Martin Essenberg from Kingaroy, QLD, spoke of his confrontation with the justice system over gun laws. He related the same story with judges not being willing to consider our "birthright" laws in Australian courts. The boot is now on the other foot and these courts right up to the high court are being asked to produce their source of power, authority and jurisdiction. Martin thanked a number of people who have helped him with his case including Garry Friend who has spearheaded this attack on the highest court in the land. These judges have been so used to making up the rules as they go along, they are completely flummoxed when confronted with their illegal behaviour.

Kerry Spencer-Salt held his Constitutional workshop on the Friday. He also gave an impassioned speech in the Forum on the decline of community morals. The theme of his talk was that the tolerance of small indiscretions especially against the laws of God inexorably leads to a snowballing effect which results in the disintegration of society and the destruction of law and order and national defence. He particularly referred to unrestrained abortion of the unborn, unrestrained immigration of races, which do not respect our laws and customs, and the giving of all our military secrets to foreigners such as the 40 Chinese generals who visited Australian airbases recently.

Voltaire's quotation "I may disagree with what you say but I will fight to the death for your right to say it" was the theme of the Forum. The maturity of those attending the Forum shone through. People agreed to disagree and little if any antagonism between people of different opinions was evidenced at the relaxed barbecue at the Ruming residence on Monday.

People were booking for next years Forum within days after this weekend. They stated they were booking early as a result of the testimony of those who attended this year.

I personally love to have the cream of the patriotic movement, experts in their own fields, in one room. I love the probing questions, the stimulating debate and above all, the feeling of being among kindred spirits, even if only for one long weekend. It will last me a whole year until the next Inverell Forum scheduled for 23-26 March 2001. The 2001 Forum will be in larger premises as this year was a sell-out. 

Lindsay Johnson.



Inverell 2000 was a heartening reminder of how far the freedom movement has come since it started.

This year's gathering of over 200 delegates came from every mainland State, and included numerous organisations.

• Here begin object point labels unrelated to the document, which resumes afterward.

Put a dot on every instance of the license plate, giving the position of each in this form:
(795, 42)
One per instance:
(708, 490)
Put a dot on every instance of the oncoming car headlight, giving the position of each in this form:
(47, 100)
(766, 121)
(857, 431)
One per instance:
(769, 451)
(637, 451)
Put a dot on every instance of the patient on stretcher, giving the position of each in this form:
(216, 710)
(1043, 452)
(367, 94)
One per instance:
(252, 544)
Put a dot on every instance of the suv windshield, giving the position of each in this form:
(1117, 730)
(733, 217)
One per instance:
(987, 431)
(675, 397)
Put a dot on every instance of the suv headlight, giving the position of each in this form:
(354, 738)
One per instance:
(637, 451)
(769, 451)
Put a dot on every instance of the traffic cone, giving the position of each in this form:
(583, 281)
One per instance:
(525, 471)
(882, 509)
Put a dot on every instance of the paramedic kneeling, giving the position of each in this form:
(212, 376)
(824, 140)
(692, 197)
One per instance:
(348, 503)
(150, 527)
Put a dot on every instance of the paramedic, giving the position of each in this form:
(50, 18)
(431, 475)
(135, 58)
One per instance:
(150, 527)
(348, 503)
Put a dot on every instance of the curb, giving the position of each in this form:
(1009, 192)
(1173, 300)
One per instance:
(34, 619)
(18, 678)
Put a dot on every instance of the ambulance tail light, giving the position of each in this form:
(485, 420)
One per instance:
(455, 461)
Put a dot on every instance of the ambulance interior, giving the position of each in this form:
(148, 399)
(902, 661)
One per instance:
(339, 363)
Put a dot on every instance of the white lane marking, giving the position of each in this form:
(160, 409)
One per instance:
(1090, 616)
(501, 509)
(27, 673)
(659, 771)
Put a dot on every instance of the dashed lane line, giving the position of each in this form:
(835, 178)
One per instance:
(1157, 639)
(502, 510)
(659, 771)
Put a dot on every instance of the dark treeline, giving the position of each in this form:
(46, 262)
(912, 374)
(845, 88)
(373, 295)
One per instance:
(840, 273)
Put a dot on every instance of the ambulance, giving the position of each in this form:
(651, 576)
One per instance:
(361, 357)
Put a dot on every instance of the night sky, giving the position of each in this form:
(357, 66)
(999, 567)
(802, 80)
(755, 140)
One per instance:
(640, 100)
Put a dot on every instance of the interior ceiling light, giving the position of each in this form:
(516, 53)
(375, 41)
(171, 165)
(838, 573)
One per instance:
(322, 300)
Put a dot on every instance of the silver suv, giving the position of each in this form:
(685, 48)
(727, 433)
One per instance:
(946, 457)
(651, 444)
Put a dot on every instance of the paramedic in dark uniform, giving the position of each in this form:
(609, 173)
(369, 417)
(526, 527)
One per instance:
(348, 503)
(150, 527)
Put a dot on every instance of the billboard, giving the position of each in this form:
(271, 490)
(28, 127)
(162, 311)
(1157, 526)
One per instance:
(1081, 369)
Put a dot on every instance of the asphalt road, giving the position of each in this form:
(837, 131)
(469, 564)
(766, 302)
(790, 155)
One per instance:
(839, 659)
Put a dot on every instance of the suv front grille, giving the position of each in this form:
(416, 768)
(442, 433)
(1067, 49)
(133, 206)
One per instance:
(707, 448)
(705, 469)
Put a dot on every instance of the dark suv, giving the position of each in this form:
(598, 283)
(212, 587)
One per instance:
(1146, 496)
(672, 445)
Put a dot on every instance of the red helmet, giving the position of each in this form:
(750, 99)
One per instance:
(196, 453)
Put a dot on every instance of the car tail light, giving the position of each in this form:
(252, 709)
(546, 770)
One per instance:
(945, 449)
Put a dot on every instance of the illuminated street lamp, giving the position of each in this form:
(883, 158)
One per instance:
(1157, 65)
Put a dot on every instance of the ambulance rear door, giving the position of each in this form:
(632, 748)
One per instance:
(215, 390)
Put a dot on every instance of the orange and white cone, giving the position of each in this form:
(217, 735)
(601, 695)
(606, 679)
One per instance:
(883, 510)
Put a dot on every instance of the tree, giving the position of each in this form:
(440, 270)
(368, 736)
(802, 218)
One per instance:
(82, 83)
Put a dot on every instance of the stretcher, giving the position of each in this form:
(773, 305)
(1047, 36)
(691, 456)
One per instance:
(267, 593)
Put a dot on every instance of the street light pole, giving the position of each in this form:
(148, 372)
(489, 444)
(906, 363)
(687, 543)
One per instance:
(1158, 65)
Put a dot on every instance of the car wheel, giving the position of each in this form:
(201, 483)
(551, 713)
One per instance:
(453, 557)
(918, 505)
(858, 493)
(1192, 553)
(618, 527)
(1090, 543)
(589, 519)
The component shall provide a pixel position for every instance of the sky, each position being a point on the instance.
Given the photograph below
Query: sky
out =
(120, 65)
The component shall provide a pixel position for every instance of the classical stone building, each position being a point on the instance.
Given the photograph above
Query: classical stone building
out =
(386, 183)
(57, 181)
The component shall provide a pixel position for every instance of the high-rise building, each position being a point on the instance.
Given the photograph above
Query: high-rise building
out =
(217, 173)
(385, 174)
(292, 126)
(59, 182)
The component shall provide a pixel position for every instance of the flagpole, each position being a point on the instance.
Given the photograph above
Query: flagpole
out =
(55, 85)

The health of the Forum was evident in its preparedness to cater for a wide and differing variety of opinions.  There is nothing monolithic about Inverell.  While stereotyped in the mainstream media as a far-right creature of the League of Rights, it is nothing of the sort.  Environmentalists and alternative life-stylers mingle with constitutionalists, health and fitness proponents, various political party members and Local Government Councillors a healthy and representative cross-section of the Australian community.

Is the Murdoch or Packer Press to be found?  They're conspicuous by their absence!  Nor does one word about a Forum which brings thousands of dollars to the town of Inverell appear in the local paper.  The 'establishment', while getting smaller and more isolated, still holds some sway among the local National Party-oriented glitterati.

Which matters not a hoot to the thinkers and the movers-and-shakers who convene at Inverell each March.

Perhaps the highlight of the whole weekend is the excellent organisation.  Everything moves like clock work, well timed, well chaired, with immaculate logistics.

There's plenty of fire!  Why wouldn't there be, when opposing points of views are put forward passionately?  But, in the Christian tradition, personal animosity is set aside.  At Saturday night's dinner, there is a wealth of good cheer and the renewing of old acquaintances.  This year there was an hour-long rendition of Patterson and Lawson which kept the audience enthralled.

The Inverell Forum puts a lot of the bigger, government-sponsored gatherings to shame.  A lot of credit is due to those who put so much personal effort into making it an event which can only grow even bigger and better in the years to come.